Combining the power of Primer Engines with a custom prototype built on top of deep NLP models, the pipeline is designed to ingest an arbitrary set of documents, produce a hierarchical visualization of their contents, and finally make the corpus searchable by tagging each document with both specific and broad keywords. Check out this post if you would like to know more about how it works.
In this tutorial, we’re going to run the pipeline on a dataset from Amazon to create a product inventory from raw item descriptions. To run this tutorial, you’ll need to sign up for free for Primer Engines, our pre-trained models built for developers and data scientists.

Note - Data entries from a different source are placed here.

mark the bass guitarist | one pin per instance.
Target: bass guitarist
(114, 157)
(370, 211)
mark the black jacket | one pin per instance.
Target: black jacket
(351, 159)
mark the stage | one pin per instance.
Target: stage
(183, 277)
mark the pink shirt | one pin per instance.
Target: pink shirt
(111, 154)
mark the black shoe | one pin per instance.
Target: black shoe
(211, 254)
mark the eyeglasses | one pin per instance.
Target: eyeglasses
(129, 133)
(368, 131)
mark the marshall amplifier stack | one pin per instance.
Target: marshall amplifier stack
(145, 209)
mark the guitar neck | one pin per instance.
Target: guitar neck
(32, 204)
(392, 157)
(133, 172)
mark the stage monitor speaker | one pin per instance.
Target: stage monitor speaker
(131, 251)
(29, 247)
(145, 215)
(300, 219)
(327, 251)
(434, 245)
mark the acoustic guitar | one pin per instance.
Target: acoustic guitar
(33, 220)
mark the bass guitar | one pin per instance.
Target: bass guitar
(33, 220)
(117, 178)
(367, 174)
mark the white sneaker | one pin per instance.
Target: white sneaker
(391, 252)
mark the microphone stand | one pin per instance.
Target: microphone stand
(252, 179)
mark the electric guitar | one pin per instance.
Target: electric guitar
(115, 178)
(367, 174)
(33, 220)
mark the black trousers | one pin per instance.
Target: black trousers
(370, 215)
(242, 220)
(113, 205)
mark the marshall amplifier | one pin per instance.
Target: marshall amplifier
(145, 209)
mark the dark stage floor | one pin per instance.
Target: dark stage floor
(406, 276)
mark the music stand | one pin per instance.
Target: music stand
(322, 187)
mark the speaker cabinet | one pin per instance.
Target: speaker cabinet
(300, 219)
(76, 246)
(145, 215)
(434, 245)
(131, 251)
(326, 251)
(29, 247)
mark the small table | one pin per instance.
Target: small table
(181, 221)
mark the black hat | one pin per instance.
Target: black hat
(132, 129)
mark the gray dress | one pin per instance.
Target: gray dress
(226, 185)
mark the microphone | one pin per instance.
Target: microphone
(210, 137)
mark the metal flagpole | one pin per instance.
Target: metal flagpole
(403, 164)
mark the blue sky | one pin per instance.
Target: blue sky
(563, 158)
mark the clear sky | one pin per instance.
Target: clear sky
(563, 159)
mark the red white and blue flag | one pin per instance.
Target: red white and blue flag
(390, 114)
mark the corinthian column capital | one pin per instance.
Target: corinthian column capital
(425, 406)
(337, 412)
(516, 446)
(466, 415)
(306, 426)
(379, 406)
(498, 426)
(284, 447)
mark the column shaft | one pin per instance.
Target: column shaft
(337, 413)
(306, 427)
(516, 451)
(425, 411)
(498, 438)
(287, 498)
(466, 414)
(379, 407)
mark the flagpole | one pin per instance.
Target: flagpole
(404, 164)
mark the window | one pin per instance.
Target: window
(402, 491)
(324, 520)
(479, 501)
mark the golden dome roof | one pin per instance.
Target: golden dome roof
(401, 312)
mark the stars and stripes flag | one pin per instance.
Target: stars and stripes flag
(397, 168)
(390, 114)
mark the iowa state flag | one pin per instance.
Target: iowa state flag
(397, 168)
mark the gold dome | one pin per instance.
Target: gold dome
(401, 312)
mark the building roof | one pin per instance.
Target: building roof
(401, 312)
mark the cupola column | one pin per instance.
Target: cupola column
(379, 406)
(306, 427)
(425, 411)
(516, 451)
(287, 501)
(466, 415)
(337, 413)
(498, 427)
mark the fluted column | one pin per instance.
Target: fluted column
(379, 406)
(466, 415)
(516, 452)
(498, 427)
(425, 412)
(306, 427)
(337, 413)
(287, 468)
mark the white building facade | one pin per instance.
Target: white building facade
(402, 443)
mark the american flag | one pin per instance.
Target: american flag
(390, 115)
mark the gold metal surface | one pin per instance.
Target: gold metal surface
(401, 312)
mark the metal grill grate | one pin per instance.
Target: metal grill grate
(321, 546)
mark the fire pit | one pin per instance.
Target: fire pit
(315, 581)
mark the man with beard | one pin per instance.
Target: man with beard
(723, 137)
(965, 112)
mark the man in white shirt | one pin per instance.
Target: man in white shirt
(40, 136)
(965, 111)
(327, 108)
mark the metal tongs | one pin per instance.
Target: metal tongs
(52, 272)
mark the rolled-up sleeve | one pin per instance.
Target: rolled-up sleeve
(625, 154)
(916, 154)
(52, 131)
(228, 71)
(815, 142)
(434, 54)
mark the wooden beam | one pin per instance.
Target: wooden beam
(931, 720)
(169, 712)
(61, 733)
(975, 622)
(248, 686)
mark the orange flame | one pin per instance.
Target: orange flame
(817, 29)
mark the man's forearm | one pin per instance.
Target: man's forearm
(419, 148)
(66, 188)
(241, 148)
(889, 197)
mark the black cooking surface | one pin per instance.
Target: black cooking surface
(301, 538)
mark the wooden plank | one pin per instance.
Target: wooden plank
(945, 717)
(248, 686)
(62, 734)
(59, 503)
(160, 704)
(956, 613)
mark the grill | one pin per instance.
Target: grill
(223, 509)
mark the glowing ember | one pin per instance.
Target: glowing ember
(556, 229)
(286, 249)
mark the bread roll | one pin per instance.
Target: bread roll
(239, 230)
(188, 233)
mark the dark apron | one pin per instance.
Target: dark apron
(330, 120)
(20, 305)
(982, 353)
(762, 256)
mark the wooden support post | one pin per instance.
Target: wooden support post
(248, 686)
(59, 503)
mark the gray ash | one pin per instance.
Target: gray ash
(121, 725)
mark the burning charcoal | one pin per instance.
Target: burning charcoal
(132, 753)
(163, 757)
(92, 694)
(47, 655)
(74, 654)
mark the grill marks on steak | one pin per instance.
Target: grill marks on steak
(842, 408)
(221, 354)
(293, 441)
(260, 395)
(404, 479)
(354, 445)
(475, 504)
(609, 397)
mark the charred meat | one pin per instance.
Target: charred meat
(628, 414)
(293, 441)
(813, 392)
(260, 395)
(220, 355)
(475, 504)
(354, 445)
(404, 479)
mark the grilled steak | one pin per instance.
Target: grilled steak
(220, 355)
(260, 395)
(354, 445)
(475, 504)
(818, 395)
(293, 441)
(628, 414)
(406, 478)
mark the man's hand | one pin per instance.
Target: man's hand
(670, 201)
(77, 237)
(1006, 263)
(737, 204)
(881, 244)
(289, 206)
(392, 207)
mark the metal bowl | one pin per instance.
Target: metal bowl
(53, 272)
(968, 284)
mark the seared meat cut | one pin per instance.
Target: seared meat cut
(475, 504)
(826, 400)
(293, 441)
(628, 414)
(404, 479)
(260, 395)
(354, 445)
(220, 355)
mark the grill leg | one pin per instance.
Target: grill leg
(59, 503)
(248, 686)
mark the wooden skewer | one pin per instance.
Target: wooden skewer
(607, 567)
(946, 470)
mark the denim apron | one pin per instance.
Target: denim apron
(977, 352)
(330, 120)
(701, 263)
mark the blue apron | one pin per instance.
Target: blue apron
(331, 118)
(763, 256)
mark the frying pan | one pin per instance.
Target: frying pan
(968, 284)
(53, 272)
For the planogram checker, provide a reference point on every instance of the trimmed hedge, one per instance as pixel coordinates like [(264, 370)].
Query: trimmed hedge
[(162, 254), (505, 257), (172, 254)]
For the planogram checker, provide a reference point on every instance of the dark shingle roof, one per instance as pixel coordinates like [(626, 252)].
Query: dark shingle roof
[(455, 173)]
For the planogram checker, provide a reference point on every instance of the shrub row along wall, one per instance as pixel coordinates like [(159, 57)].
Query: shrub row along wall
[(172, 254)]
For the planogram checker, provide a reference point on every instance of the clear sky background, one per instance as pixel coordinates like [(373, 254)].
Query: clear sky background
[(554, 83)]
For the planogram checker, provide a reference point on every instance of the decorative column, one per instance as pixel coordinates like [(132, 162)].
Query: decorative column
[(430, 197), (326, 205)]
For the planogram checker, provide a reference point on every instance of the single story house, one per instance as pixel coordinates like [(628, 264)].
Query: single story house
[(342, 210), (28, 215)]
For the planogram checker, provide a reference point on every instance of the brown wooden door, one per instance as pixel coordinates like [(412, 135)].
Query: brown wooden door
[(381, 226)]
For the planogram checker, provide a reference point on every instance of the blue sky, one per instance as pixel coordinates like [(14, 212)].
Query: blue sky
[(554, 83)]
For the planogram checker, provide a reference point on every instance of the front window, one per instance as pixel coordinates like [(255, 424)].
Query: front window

At the end of this process, we’ll have a visualization like the one above, showing the hierarchy of topics covered by the product descriptions. We’ll also have a tagged and searchable document set containing both narrow and wide keywords. Finally, we will run a simple web app exposing both the visualization and search functionality to the user via a UI.
Here we go!
Set-up
We’ll start by getting access to the relevant code, data and additional packages. In a terminal, clone our GitHub repository and navigate to its root directory:
$ git clone https://github.com/PrimerAI/primer-hierarchical-tagger.git
$ cd primer-hierarchical-tagger
The full code for the workflow we’ll be going through here can be found in the examples
folder, and we’ll use the webapp
folder to spin up the app. If you want to have a look at the internals of the pipeline, checkout the code and comments in the HierarchicalTagger class
.
Next, let’s create a separate environment for our code to run in. We used virtualenvwrapper
, but you can use your favorite method as well. We ran the these commands to create the environment and install the required packages:
$ mkvirtualenv ht-repo
$ pip install --upgrade pip
$ pip install -r requirements.txt
The instructions in the requirements.txt will install all package dependencies, including the hierarchical_tagger module itself.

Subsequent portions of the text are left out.